Talking to electronics has become a popular -- even essential -- way to command them. In this era of the internet of things, voice assistants connect people to their mobile devices, homes and vehicles. Through spoken interactions, we place calls, send text messages, check email, get travel directions, control appliances, and even access bank accounts. Barclays bank, for example, recently began using a technology that uses voice to verify the identity of call-in center customers.
But sound is what researchers call an "open channel" that can be easily spoofed by mediocre impersonators and sophisticated hackers alike.
"Increasingly, voice is being used as a security feature but it actually has huge holes in it," said Kang Shin, the Kevin and Nancy O'Connor Professor of Computer Science and professor of electrical engineering and computer science at U-M. "If a system is using only your voice signature, it can be very dangerous. We believe you have to have a second channel to authenticate the owner of the voice."
The solution that Shin and colleagues developed is called VAuth (pronounced vee-auth), and it's a wearable device that can take the form of a necklace, ear buds or a small attachment to eyeglasses. VAuth continuously registers speech-induced vibrations on the user's body and pairs them with the sound of that person's voice to create a unique and secure signature.

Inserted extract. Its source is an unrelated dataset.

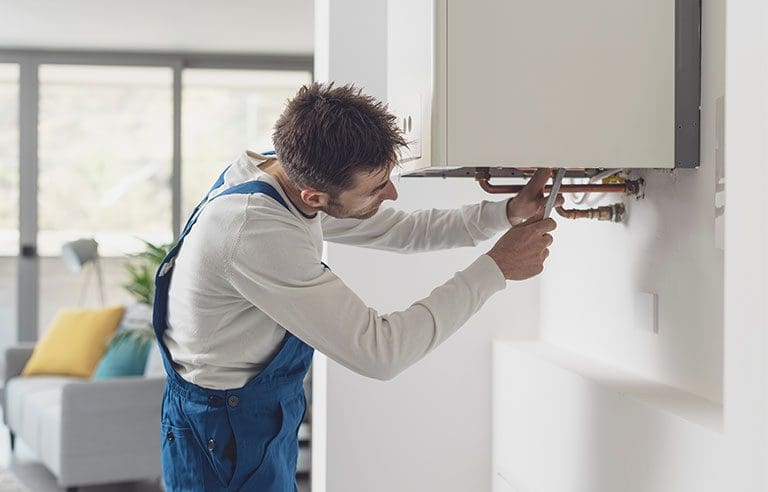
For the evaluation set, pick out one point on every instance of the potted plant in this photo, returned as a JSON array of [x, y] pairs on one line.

The process of speaking creates vibrations that can be detected on the skin of a person's face, throat or chest. The system works by leveraging the instantaneous consistency between signals from the accelerometer in the wearable security token and the microphone in the electronic device. You can only use voice authentication with your device when you're wearing the security token.

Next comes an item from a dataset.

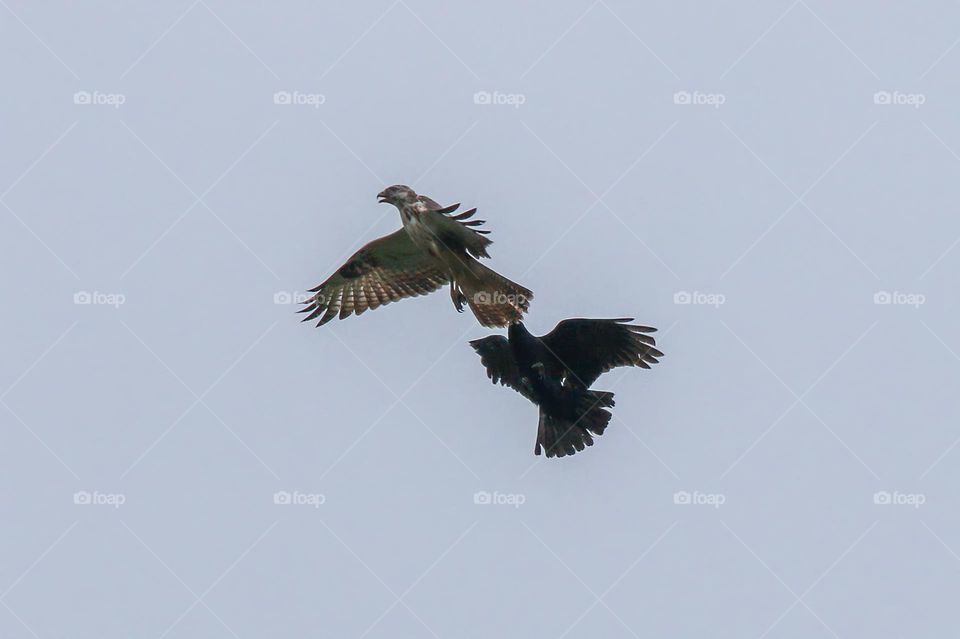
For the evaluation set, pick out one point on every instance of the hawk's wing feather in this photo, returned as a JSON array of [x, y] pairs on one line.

The team has built a prototype using an off-the-shelf accelerometer, which measures motion, and a Bluetooth transmitter, which sends the vibration signal to the microphone in the user's device. They've also developed matching algorithms and software for Google Now.
"VAuth is the first serious attempt to secure this service, ensuring that your voice assistant will only listen to your commands instead of others," Shin said. "It delivers physical security, which is difficult to compromise even by sophisticated attackers. Only with this guarantee can the voice assistant be trusted as personal and secure, especially in scenarios such as banking and home safety."

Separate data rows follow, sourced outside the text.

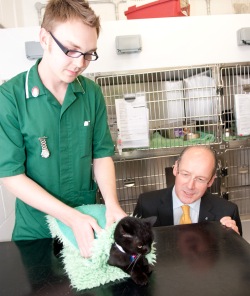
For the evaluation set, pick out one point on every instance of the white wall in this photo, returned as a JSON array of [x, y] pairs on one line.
[[13, 13], [166, 42]]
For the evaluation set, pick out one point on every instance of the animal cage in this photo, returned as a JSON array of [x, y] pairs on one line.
[[183, 107]]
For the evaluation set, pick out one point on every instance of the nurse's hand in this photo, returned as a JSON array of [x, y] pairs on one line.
[[114, 213], [229, 222], [83, 227]]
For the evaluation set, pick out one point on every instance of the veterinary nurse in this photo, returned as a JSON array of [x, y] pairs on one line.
[[54, 135]]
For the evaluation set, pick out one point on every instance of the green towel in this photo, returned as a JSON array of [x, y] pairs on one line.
[[87, 273]]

That's a drastic departure from existing voice biometric mechanisms, which require training from each individual who will use them, said Kassem Fawaz, who worked on the project as a graduate student at U-M and is now an assistant professor at the University of Wisconsin.
"In addition, VAuth overcomes a key problem of voice biometrics," he said. "A voice biometric, similar to a fingerprint, is not easy to keep protected. From a few recordings of the user's voice, an attacker can impersonate the user by generating a matching 'voice print.'
"The users can do little to regain their security as they cannot simply change their voice. On the other hand, when losing VAuth for any reason, the user can simply unpair it to prevent an attacker from using their device."
The team tested VAuth with 18 users and 30 voice commands. It achieved a 97-percent detection accuracy and less than 0.1 percent false positive rate, regardless of its position on the body and the user's language, accent or even mobility. The researchers say it also successfully thwarts various practical attacks, such as replay attacks, mangled voice attacks or impersonation attacks.
The researchers also surveyed 952 people to gauge their willingness to wear a security token.
"Seventy percent of them said they are willing to give VAuth a serious try in one of the three configurations we developed -- and half of them said they are willing to pay $25 more for the technology," said Huan Feng, who worked on the project as a graduate student and currently works for Facebook.
A study on VAuth, titled "Continuous Authentication for Voice Assistants," will be presented Oct. 19 at the International Conference on Mobile Computing and Networking, MobiCom 2017, in Snowbird, Utah. The work was supported by the National Science Foundation. The researchers have applied for patent protection, and they are seeking commercialization partners to help bring the technology to market.